Zukunft, Reise und Angst vor der eigenen Courage

Ich war gerade eine Woche auf Studienfahrt in Prag. Ist auf jeden Fall eine Erfahrung wert, mit halbwegs erwachsenen Schüler, die laut tschechischem Jugendschutzgesetz erst mit 18 Jahren Bier trinken dürfen, eine Abschlussfahrt nach Prag zu machen…ohne Worte, ich weiß, aber das Fahrtenkonzept unserer Schule sieht das eben so vor und als brave Beamtin folgt man natürlich den Richtlinien:) Den Schülern hat es auf jeden Fall trotz Regen und Kälte gut gefallen…ihr könnt euch sicher vorstellen warum 🙂

Nun steht eine weitere Reise an, meine erste richtige Fernreise wenn man so möchte. Es geht nach Israel. Für mich als Geschichtslehrerin ist dieses Unterfangen sicher etwas ganz besonderes und sehr aufregend. Vor allem aber weil ich noch nie den europäischen Raum verlassen habe und dann gehts direkt in ein politisch sehr instabiles Gebiet, dementsprechend panisch bin ich. Der so genannte „Nahe Osten“ ist für mich bis jetzt ein abstrakter Begriff, wenngleich ich mich jeden Tag darüber ärgere, wie unfassbar abgestumpft ich bin, wenn es um die tagesaktuellen Meldung geht, die uns hinsichtlich des Nahost-Konflikts täglich erreichen. Ich mache mir sicher keinerlei Vorstellung davon, wie es ist, in einem Land zu leben, das seit jeher so zerrüttet ist und in dem Krieg und Tod und die Bewältigung einer unfassbar traurige Geschichte auf der Tagesordnung stehen.

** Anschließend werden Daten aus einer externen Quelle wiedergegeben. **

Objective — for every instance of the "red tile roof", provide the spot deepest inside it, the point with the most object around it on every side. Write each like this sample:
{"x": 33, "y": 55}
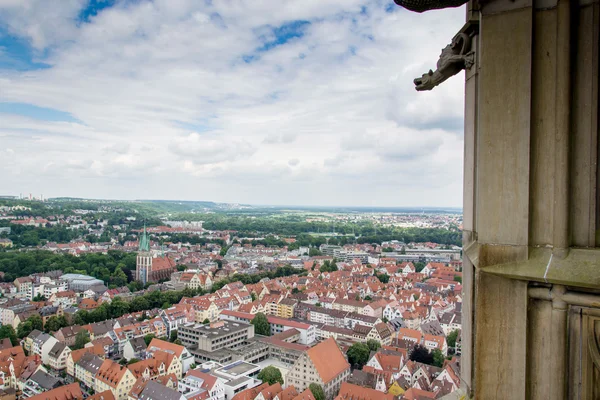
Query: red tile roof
{"x": 68, "y": 392}
{"x": 328, "y": 359}
{"x": 349, "y": 391}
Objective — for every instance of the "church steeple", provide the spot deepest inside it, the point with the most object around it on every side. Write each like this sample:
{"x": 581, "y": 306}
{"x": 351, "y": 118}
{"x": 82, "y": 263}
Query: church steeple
{"x": 144, "y": 241}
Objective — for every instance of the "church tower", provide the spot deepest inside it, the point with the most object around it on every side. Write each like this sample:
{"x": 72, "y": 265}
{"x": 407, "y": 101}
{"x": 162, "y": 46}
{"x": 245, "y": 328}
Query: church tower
{"x": 143, "y": 265}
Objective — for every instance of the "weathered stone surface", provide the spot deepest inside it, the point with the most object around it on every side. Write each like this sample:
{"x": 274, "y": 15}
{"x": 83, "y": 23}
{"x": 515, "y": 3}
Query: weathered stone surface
{"x": 500, "y": 338}
{"x": 504, "y": 127}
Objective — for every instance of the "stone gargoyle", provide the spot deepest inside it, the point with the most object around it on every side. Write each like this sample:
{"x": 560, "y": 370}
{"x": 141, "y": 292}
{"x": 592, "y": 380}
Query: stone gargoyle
{"x": 454, "y": 58}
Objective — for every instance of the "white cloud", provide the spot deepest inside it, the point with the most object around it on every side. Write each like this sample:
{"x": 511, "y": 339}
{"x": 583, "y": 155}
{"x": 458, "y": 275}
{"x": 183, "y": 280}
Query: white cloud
{"x": 163, "y": 95}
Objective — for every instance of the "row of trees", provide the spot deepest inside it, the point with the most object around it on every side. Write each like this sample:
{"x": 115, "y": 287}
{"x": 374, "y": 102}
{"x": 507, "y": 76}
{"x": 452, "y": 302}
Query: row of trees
{"x": 272, "y": 375}
{"x": 248, "y": 225}
{"x": 358, "y": 354}
{"x": 31, "y": 236}
{"x": 113, "y": 268}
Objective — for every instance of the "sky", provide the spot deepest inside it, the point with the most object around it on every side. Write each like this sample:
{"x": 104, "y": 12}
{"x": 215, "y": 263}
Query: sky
{"x": 287, "y": 102}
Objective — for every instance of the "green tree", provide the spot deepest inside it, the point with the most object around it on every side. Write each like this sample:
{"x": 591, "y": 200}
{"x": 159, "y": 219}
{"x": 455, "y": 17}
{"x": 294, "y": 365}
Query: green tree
{"x": 36, "y": 322}
{"x": 148, "y": 338}
{"x": 438, "y": 358}
{"x": 314, "y": 252}
{"x": 118, "y": 277}
{"x": 451, "y": 338}
{"x": 358, "y": 354}
{"x": 373, "y": 344}
{"x": 383, "y": 278}
{"x": 8, "y": 332}
{"x": 24, "y": 329}
{"x": 52, "y": 324}
{"x": 421, "y": 354}
{"x": 82, "y": 337}
{"x": 317, "y": 391}
{"x": 261, "y": 325}
{"x": 271, "y": 375}
{"x": 118, "y": 307}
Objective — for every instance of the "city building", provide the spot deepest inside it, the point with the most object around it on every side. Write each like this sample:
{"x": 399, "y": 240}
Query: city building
{"x": 324, "y": 364}
{"x": 150, "y": 267}
{"x": 114, "y": 377}
{"x": 214, "y": 336}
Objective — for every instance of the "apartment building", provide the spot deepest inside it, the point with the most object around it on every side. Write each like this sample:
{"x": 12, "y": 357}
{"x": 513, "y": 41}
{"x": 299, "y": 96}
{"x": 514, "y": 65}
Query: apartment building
{"x": 86, "y": 369}
{"x": 308, "y": 333}
{"x": 116, "y": 378}
{"x": 215, "y": 336}
{"x": 323, "y": 364}
{"x": 58, "y": 355}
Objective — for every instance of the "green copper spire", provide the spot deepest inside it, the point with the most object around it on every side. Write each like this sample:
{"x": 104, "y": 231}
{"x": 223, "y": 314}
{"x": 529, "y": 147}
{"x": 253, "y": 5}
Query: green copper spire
{"x": 144, "y": 241}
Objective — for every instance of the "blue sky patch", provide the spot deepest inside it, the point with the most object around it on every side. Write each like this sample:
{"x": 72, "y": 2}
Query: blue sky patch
{"x": 93, "y": 8}
{"x": 284, "y": 33}
{"x": 35, "y": 112}
{"x": 17, "y": 54}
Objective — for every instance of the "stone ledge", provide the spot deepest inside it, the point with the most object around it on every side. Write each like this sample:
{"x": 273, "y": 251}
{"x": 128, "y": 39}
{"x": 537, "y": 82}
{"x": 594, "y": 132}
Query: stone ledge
{"x": 580, "y": 268}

Ich werde gerade ein bisschen panisch, wenn ich darüber nachdenke, in welche Gefahr ich mich begebe, auch wenn ich weiß, dass jetzt einige genervt die Augen verdrehen, aber für mich fühlt es sich zumindest so an. Im Grunde ist diese Reise ein wichtiger Schritt für mich, weil es zu meinem Plan gehört, Ängste zu überwinden. Und ja ich habe Angst, ständig, nach jeder Meldung über ein Attentat, die uns erreicht. Mit ist sicherlich bewusst, dass man nirgends auf der Welt wirklich sicher ist und ich hasse dieses Gefühl. Diese schleichende Furcht, die lähmt und verwirrt. Wir sind in Frieden aufgewachsen und ich erkenne erst jetzt, welches Geschenk diese friedvolle Zeit gewesen ist. Aber eben in gewisser Hinsicht auch ein Trugschluss. Denn Frieden sollte allen Menschen vergönnt sein und wirklich glücklich und zufrieden dürften wir alle erst sein, wenn Sicherheit und Unbeschwertheit für jeden Menschen auf der Welt garantiert wären. Utopie hin oder her, ich wünsche mir diesen Zustand schon immer und ich gebe die Hoffnung nicht auf. Viel beigetragen habe ich sicherlich nicht, aber ich möchte wenigstens verstehen und mitfühlen können, das schulde ich der Mitmenschlichkeit, deren Empfinden uns doch alle auszeichnet.

Ich bin so aufgeregt, hoffnungsvoll und gespannt, was mich erwartet. Ich werde berichten.